Examples of plants that produce guttation fluid
There are many plants which will exude this fluid on their leaves, stems and even roots. Some of the more common plants you might see with this condition include: ficus trees (figs), dracaena (dragon plants), weeping figs, palms, aloe plants, staghorn ferns and air plants. However, guttation is not unique to house plants, but is also often found on wild growing specimens that are native to tropical or subtropical regions of the world.
Guttation fluid can vary in color from clear with a slight yellowish tint to golden brown and even reddish hues. Transpiration effects seem to magnify when humidity levels are high and this may contribute to the color of these secretions.
Plants that don’t produce guttation fluid
There are certain plants though, that do not exhibit this phenomenon. Succulent and cacti plants for example will not exude fluid from their leaves even when they are subjected to conditions of drought or other stress related situations. It’s important to understand the difference between guttation and a plant “sweating”. Some species of bromeliads for example, accumulate large reservoirs of water in their leaves which then trickle into the soil to provide a regular supply of moisture to the plant’s roots.
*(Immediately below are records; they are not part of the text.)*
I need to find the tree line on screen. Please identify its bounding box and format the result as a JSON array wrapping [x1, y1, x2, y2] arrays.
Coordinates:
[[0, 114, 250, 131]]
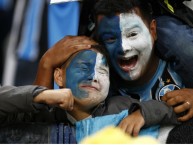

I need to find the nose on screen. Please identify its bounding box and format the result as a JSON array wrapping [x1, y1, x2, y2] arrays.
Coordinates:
[[88, 73, 98, 83], [122, 42, 132, 54]]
This type of water loss through “sweating” is not the same as guttation since these plants do not secrete fluid from their leaves.
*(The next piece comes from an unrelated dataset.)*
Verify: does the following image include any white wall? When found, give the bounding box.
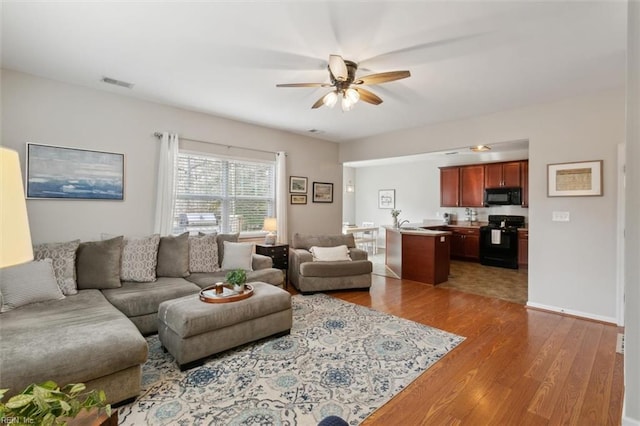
[340,89,625,322]
[1,70,342,243]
Benefits to humans and the environment
Guttation fluid is composed mainly of water with organic compounds and sugars secreted by the plant. A clear viscous liquid, it contains hormones and other substances produced as a result of stress conditions such as drought or cold temperatures. The presence of these compounds may deter predators such as insects from targeting the plant as well as inhibit microbial growth which could damage the plant tissue.
The sugars and other compounds in guttation fluid can actually be beneficial to humans, but that’s not the only benefit these tiny water leaks provide. As raindrops fall onto leaves covered with this liquid; they will often accumulate droplets which run along the leaf surface until they drip off of the end. This process is known as guttation and is said to contribute to the water supply of plants in some ways.
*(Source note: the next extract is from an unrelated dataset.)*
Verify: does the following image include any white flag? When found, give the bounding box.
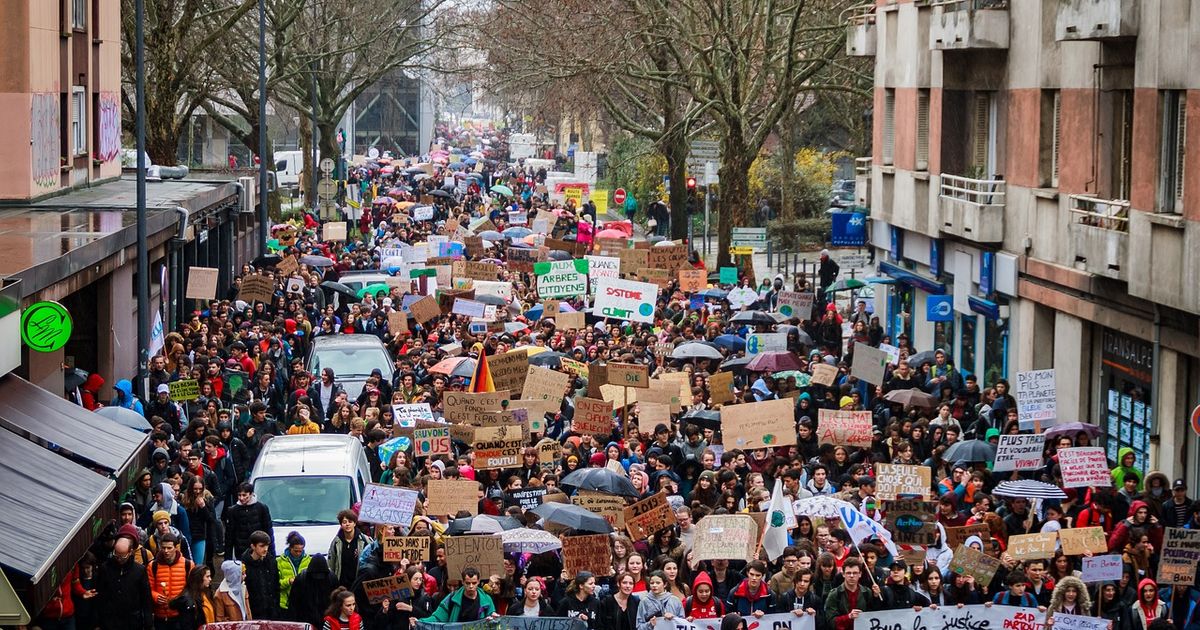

It’s also thought that guttation can provide added protection against cold temperatures allowing plants which produce this fluid to grow in climates where frost is present, providing additional insulation. Since insects are often attracted to sweet tastes it is possible that they may avoid guttation fluid when it is present, which may in turn act as a defense against insect infestation.
Guttation is a liquid that comes out of the leaves and stems. It can be seen as droplets on surfaces beneath plants, or as wet spots on the ground below them. Plants use guttation to regulate their water content through evaporation from these areas.
Guttation works by water droplets forming on the underside of a leaf and then dripping off. The formed droplet can be seen as an indicator that your plant needs more moisture in its environment because this means that there are not enough external sources for watering. It also happens when plants are experiencing stress or lack of sunlight – both environmental factors that might cause them to cry too.